RALPH ELLIS
The Atlanta Journal-Constitution
The grassy field is no longer an official Roswell park, but don't tell kids in the Terramont subdivision. They play there every day.
"It's kind of a dog park," parent Jennifer Wagner said. "There's a garden out there, kids ride bikes and play ball."
But Terramont's "park" is endangered. Roswell wants to build a new fire station and the city-owned field is the top choice.
Fire Chief Ricky Spencer said the city started looking for a new site because it needs to shut down Fire Station No. 4 on Holcomb Bridge Road, about three-tenths of a mile east of the subdivision entrance.
The station is three decades old and in bad shape. A few months ago a truck backing into the station knocked a hole in a wall and revealed a serious termite infestation.
"There was nothing but sawdust in there," Spencer said. "It was eaten up."
Spencer said the station sits on about nine-tenths of an acre. The area is so small trucks must back into the bays, causing traffic slowdowns on busy Holcomb Bridge Road.

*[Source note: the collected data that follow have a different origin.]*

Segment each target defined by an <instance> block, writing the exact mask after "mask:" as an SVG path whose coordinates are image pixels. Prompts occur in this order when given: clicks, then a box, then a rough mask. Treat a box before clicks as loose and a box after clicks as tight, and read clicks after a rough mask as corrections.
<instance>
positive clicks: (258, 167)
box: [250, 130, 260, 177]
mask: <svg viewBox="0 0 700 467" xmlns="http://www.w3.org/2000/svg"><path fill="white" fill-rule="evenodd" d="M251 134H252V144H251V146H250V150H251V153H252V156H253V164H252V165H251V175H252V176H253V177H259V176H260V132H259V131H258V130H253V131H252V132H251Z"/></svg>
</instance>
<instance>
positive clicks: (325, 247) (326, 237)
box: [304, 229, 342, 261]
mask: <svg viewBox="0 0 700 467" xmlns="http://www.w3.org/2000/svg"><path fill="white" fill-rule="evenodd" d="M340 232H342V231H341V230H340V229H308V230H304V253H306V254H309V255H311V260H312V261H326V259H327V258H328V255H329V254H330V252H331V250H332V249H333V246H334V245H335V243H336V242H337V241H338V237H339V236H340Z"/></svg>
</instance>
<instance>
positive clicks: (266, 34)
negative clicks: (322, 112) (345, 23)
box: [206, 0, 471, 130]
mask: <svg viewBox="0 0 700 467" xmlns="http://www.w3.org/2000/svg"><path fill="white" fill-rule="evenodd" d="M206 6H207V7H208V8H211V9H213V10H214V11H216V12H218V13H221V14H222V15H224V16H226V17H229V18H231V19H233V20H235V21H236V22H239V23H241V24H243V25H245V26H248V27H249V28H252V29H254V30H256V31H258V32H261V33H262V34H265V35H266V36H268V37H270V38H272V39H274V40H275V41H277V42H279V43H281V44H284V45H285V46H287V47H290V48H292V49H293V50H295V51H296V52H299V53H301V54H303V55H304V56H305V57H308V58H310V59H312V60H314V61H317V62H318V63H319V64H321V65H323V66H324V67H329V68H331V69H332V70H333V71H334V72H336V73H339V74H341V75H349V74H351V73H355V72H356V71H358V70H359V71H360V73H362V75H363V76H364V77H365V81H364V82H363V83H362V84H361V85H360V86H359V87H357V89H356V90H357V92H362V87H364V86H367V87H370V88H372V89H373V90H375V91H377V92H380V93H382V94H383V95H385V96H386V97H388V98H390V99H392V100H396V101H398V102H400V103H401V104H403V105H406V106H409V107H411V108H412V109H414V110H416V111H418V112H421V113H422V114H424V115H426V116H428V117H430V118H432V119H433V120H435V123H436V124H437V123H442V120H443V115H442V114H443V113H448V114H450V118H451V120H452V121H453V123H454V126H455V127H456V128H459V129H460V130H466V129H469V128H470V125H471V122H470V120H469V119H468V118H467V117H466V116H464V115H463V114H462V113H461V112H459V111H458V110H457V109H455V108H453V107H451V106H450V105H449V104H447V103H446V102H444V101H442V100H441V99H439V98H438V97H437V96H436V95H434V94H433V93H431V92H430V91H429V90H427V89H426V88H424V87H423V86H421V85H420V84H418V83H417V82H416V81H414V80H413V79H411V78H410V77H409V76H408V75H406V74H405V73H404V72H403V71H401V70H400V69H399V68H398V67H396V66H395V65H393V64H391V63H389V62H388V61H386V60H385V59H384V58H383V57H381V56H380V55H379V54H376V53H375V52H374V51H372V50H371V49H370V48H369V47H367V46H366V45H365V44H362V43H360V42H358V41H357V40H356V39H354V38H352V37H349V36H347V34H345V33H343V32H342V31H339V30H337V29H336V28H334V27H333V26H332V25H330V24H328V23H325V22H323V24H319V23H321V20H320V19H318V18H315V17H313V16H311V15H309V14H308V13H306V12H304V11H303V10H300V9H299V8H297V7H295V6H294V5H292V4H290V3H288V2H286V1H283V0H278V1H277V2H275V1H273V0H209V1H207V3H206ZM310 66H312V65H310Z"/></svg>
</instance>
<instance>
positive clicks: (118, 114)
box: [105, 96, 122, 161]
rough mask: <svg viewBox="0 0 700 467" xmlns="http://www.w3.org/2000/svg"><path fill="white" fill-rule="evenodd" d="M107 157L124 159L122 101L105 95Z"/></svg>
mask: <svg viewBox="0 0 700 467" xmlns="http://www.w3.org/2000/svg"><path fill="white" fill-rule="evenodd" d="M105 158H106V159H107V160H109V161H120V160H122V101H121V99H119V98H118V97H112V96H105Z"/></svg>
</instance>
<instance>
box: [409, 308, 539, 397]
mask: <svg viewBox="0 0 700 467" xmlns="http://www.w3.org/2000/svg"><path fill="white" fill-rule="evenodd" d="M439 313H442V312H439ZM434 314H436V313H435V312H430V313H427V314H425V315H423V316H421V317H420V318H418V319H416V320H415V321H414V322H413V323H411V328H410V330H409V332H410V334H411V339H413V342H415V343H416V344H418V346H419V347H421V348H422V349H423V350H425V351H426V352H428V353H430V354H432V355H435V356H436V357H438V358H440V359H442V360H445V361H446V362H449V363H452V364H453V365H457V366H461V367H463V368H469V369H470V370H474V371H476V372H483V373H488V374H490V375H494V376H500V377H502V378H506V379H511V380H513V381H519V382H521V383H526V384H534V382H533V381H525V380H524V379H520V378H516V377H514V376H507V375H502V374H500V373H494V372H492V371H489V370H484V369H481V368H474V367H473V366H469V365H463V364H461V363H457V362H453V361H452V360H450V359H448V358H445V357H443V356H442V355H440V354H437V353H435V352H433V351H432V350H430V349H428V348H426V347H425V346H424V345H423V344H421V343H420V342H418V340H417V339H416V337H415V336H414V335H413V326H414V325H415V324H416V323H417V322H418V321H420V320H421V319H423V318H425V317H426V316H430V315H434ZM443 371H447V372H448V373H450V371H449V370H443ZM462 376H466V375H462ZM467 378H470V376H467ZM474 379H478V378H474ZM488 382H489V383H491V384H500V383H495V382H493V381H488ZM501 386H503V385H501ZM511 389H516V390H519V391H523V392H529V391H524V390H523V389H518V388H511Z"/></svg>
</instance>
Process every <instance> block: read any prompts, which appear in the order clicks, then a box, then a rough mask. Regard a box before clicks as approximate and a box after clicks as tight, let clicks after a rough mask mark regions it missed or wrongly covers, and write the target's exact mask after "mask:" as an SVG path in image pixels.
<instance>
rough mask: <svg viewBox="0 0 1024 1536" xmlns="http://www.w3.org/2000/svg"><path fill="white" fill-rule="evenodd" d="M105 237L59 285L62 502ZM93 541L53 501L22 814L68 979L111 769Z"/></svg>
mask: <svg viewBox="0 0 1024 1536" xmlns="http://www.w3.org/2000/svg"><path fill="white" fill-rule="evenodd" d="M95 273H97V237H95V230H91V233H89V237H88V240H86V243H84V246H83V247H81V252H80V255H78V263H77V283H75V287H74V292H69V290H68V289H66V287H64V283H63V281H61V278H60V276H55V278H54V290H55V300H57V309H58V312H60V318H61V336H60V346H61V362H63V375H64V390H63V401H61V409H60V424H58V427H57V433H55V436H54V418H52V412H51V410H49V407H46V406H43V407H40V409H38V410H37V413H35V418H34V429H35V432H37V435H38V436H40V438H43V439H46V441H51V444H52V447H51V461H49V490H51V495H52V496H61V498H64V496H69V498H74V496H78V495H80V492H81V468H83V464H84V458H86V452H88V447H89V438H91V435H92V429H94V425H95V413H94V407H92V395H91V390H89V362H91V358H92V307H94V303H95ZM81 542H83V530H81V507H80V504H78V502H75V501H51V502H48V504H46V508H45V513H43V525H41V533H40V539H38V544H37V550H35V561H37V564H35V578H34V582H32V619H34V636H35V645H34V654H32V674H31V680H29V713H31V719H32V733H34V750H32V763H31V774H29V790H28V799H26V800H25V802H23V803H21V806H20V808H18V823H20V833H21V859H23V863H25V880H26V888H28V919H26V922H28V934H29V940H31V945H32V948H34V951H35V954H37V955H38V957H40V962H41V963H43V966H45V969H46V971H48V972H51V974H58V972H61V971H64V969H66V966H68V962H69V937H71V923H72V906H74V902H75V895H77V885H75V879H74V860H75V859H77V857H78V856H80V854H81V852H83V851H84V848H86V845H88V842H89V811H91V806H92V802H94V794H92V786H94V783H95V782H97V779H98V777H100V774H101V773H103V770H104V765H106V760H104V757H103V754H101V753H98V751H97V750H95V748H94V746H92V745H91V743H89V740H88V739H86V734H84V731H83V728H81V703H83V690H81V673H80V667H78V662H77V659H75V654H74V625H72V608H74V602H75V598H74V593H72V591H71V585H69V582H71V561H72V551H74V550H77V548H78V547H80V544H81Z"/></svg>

The tract beside Terramont is almost three acres, big enough to allow for drive-through truck bays. Spencer estimates a two-story station would cost between $2 million and $2.5 million. He said the city might build a small park or picnic area on the land.
"We want to be neighborhood friendly," he said.
Residents say the field was an actual city park until about eight years ago. Parks director Joe Glover said the park lost its parking lot when Holcomb Bridge Road was widened. The playground equipment became old and unsafe so the city took it out, along with the baseball field fencing, he said.
Only a dusty baseball backstop remains. Glover said the city mows the grass but considers the field "open space," not a park.
Terramont residents hope to talk the city into finding another spot or rebuilding on the current Fire Department site. They say traffic is already bad enough and that the construction noise would be bothersome, not to mention day-to-day life with an active station.
Some neighborhood moms, like Wagner, would like to see the field become a real park. Wagner traded e-mails in 2003 and 2004 with the Parks Department about making repairs and installing equipment, but said little came of it.
Jonathan and Rebecca Alford said they picked their house partly because the field promised quietness.
Now the couple is talking about selling the house.
"It would be a turnoff to me," Rebecca Alford said. "A fire station in your backyard? I don't want it."